Un instant sans broncher, Raoule tint ses yeux rivés à ceux de cette femme; puis, hautaine, saluant d'un imperceptible hochement de front, baissa sa voilette et sortit lentement, sans que Jacques, planté droit, sa lampe à la main, pensât à la reconduire.
—Qu'est-ce que tu dis de ça? fit-il, revenant à lui, alors que déjà la voiture de Raoule, gagnant les boulevards, roulait vers l'avenue des Champs-Élysées.
—Je dis, répondit Marie, se laissant, dans un ricanement, tomber sur la couche, dont l'éclat des lis rehaussait la malpropreté, je dis que si tu n'es pas un nigaud, notre affaire est bonne. Elle en tient, mon mignon!
CHAPITRE II
L faisait très froid. Raoule, blottie dans le fond de son coupé, avait baissé les stores et appuyait fortement son manchon sur sa bouche.
Certes, la nerveuse ne voyait point pour la première fois un garçon bien bâti, mais ce souvenir de mâle frais et rose comme une fille la hantait cruellement.

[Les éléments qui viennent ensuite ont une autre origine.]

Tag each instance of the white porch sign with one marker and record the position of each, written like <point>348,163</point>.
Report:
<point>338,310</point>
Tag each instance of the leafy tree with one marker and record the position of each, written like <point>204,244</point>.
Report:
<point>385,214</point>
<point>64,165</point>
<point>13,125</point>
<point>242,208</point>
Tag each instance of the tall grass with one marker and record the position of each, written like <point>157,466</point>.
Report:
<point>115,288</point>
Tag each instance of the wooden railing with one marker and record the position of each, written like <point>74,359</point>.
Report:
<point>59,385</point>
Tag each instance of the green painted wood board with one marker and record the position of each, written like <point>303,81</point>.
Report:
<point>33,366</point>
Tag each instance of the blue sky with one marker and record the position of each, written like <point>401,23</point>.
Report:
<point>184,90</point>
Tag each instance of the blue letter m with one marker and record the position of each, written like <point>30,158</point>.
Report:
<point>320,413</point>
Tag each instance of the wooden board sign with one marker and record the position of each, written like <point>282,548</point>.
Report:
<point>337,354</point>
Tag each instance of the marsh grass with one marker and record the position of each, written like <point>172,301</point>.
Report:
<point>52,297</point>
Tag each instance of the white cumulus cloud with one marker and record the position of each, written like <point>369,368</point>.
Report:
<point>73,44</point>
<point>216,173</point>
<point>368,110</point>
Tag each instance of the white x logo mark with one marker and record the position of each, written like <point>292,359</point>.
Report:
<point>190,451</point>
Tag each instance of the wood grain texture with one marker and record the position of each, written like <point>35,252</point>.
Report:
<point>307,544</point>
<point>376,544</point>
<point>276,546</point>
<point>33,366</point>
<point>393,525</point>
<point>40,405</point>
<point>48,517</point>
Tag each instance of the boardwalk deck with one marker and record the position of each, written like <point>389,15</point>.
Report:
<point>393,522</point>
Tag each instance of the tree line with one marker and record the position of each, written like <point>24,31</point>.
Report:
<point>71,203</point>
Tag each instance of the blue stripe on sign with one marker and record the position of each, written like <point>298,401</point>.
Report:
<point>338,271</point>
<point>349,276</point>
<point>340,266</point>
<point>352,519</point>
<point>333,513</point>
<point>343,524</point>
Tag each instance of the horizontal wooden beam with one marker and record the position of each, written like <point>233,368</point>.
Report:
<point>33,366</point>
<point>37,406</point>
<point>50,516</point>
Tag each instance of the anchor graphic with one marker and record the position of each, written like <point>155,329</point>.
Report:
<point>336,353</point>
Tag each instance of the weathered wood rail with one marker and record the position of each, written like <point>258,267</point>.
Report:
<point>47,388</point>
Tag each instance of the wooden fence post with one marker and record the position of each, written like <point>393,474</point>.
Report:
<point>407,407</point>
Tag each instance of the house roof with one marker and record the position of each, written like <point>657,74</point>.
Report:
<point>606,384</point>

Chez Raoule de Vénérande, l'activité cérébrale remplaçait presque toujours les situations positives; quand elle ne pouvait vivre un moment de passion, elle le pensait, le résultat était le même. Sans vouloir se rappeler l'escalier sinistre de la rue de la Lune, la fleuriste malade et sale, cette mansarde où régnait une odeur atroce de pommes, elle se mit à évoquer Jacques Silvert.
Se souciant peu de la roture de l'ouvrier en s'abandonnant à un encanaillement fictif, Raoule rêvait de sa chair touchée du bout du doigt et les yeux mi clos de la descendante des Vénérande se noyaient d'une langueur délicieuse. Sa mémoire ne lui fournissait déjà plus les moyens de réveiller sa conscience. A sa honte éprouvée devant le mâle qu'elle avait eu l'audace de rendre grossier succédait une folle admiration pour le bel instrument de plaisir qu'elle désirait. Déjà elle jouissait de cet homme, déjà elle en faisait une proie, déjà peut-être elle l'arrachait à son misérable milieu pour l'idéaliser dans les spasmes d'une possession absolue. Et Raoule, bercée par le trot rapide de son attelage, mordait ses fourrures, la tête en arrière, le corsage gonflé, les bras crispés, avec de temps à autre un soupir de lassitude.